FIG. 8 shows an alternate embodiment 200 of the present invention. Instead of being a large crawl through structure, it is a box approximately twelve inches square that has a top 202 and sides 204. FIG. 9 shows the box in an open position where the front panel is folded down and a person is pulling out a storybook 206 from a sleeve 205 located on panel 204. The box has a plurality of rear panels 210, 212, 214. The box also houses separate three dimensional elements 208 that relate to the story being told in book 206. The user folds down the rear panels sequentially and the back of one panel becomes the floor in the next sequence. For example the back of panel 210 has become the floor of a city scene and the front of the rear wall is the backdrop of the scene. The scene corresponds to the scene in two dimensional storybook 206. To add to the play value, separate three dimensional elements such as auto 210 and bug character 211, as also shown by packages 208 in FIG. 9, can be added into the box. The interior walls of the box are made of felt, so additional graphic elements can be attached to the walls as previously described in the larger play structure 100. FIG. 11 shows another part of the story where panel 212 has been folded down to become the floor of the scene and panel 214 is now the back wall. In this scene the bug character 211 is in a country setting similar to that shown in storybook 206. Three dimensional trees 213 add to the realism of the scene.

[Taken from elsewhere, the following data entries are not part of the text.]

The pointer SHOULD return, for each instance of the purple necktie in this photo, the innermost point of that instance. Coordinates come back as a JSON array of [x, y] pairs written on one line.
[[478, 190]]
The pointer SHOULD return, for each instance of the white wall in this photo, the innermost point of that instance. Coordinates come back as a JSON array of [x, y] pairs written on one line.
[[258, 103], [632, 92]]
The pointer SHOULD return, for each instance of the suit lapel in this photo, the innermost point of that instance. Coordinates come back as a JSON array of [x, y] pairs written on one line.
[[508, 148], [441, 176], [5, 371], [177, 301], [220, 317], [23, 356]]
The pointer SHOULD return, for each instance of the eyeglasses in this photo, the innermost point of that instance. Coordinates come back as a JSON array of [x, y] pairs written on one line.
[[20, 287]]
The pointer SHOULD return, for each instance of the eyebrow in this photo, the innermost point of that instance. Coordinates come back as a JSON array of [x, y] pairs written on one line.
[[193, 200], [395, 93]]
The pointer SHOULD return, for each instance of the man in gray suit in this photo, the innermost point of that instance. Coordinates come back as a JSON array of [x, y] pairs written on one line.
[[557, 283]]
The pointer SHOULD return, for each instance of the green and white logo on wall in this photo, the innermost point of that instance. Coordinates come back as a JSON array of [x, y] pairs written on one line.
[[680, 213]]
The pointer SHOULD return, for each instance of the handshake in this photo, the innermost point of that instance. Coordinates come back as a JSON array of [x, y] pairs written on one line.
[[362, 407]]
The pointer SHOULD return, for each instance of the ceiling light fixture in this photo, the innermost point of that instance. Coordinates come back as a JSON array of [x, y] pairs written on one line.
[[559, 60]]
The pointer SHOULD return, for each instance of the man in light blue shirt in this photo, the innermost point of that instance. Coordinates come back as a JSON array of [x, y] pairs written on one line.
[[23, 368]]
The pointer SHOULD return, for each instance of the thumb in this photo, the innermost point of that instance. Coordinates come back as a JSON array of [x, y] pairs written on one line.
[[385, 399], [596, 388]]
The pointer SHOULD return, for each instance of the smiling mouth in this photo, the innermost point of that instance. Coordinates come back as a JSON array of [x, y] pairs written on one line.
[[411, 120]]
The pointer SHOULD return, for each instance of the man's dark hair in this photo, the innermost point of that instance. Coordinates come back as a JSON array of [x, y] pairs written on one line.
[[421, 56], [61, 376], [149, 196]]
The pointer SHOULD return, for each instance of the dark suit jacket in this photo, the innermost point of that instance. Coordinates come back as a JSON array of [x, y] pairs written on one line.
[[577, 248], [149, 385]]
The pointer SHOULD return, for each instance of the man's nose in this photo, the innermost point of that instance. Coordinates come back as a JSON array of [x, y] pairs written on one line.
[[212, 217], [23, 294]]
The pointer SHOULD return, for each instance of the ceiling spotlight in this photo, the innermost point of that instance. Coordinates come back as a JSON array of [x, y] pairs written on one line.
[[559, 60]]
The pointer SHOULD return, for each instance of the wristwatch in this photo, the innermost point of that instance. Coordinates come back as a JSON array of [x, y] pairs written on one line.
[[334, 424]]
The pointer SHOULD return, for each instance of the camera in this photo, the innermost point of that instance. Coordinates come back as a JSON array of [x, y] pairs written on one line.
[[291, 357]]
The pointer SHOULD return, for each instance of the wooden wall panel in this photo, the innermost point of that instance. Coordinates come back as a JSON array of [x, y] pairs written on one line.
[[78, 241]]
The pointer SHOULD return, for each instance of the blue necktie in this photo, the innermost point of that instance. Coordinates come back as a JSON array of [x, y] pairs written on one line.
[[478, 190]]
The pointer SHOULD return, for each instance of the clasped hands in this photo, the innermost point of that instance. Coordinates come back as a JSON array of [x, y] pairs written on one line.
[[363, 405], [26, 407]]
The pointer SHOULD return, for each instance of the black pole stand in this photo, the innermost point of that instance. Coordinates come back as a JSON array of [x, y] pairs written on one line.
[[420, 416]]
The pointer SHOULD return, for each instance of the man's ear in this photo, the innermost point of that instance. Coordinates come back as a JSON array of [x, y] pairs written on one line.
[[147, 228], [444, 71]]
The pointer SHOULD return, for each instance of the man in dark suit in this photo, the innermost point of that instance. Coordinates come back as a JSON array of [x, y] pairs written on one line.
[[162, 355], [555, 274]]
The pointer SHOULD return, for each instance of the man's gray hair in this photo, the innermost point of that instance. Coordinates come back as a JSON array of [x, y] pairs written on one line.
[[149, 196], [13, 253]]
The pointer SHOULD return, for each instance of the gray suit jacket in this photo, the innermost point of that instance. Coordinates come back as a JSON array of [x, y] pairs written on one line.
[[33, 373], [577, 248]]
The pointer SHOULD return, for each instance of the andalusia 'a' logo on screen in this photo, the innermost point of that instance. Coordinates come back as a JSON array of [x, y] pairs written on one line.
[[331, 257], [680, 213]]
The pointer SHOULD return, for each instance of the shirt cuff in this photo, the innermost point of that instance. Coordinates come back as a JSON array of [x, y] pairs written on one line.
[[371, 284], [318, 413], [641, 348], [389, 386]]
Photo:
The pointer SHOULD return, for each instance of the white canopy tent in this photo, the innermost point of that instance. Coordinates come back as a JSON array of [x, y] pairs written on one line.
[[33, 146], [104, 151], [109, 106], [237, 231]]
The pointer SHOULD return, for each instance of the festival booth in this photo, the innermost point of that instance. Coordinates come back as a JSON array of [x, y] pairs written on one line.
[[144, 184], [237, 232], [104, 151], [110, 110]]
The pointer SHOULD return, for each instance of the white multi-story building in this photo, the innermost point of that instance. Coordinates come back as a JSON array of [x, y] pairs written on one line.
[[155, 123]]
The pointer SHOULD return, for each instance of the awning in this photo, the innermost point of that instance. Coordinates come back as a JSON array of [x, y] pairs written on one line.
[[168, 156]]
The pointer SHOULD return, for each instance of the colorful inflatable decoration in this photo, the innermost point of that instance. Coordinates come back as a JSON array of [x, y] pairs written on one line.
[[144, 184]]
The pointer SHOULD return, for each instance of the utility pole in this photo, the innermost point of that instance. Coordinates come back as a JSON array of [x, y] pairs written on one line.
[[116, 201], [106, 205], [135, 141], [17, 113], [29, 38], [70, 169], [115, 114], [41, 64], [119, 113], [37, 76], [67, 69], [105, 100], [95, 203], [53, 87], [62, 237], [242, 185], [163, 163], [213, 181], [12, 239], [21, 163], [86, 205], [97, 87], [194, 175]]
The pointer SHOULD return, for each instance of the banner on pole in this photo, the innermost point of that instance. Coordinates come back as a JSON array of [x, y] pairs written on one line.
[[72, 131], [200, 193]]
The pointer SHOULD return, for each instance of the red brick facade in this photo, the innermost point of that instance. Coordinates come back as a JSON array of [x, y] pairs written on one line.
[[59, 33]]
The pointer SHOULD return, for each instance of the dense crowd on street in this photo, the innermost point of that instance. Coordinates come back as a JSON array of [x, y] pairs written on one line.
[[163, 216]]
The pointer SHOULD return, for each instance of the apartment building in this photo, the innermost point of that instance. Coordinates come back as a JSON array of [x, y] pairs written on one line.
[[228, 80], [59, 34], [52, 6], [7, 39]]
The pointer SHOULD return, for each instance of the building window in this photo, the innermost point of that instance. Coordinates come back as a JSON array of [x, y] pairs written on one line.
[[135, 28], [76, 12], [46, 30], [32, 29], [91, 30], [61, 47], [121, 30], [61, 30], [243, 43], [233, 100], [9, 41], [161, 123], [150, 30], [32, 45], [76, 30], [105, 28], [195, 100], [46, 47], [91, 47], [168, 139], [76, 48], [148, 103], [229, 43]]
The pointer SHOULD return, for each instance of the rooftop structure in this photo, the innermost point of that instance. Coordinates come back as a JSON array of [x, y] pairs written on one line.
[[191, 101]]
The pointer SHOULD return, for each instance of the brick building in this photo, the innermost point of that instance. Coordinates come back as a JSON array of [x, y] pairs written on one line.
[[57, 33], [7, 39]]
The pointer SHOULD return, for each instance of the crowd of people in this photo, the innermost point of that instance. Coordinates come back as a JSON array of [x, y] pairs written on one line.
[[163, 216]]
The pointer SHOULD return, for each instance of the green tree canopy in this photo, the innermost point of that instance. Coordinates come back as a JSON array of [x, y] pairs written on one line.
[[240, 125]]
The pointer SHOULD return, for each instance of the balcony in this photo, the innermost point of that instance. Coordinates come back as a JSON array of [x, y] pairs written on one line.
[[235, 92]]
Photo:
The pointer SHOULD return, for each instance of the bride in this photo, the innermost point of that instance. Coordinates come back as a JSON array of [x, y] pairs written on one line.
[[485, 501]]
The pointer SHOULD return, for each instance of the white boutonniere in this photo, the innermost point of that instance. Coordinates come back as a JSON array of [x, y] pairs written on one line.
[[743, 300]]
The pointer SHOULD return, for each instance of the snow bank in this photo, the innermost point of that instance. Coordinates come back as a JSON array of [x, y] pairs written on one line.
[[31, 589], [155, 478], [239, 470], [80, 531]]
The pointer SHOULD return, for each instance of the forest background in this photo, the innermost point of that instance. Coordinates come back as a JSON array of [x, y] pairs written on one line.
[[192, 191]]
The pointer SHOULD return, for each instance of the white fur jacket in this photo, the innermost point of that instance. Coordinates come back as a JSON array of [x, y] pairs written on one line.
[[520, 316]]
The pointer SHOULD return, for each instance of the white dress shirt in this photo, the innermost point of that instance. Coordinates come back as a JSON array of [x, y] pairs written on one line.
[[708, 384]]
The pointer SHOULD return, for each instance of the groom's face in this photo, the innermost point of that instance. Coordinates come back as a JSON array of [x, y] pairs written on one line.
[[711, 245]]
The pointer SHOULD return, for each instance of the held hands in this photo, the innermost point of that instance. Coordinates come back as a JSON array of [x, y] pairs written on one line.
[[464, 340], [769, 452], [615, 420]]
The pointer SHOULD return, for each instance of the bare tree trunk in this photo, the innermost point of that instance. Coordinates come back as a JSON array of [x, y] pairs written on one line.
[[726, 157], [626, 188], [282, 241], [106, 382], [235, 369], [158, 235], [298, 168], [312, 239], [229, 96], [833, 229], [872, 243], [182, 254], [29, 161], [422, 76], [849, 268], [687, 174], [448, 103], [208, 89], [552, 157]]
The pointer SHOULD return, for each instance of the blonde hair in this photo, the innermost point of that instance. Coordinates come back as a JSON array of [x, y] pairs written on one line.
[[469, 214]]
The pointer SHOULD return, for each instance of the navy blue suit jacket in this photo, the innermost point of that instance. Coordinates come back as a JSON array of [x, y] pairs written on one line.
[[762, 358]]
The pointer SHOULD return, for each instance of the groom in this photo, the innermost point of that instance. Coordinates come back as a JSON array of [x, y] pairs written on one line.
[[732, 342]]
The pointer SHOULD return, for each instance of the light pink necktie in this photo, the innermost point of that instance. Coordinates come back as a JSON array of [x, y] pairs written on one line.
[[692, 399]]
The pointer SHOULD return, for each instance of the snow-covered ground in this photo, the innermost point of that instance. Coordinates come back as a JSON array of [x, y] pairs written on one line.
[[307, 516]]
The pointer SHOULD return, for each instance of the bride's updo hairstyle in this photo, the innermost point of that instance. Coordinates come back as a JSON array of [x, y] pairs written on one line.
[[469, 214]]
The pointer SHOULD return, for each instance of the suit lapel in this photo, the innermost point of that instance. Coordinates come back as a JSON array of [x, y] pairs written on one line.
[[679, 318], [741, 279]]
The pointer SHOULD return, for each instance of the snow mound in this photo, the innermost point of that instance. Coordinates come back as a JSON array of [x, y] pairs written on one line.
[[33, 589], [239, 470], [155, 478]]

The above description and figures illustrate that the present invention provides a novel, three dimensional way for a child to experience a story.
While the invention has been described in connection with a preferred embodiment, it is not intended to limit the scope of the invention to the particular form set forth, but on the contrary, it is intended to cover such alternatives, modifications, and equivalents as may be included within the spirit and scope of the invention as defined by the appended claims.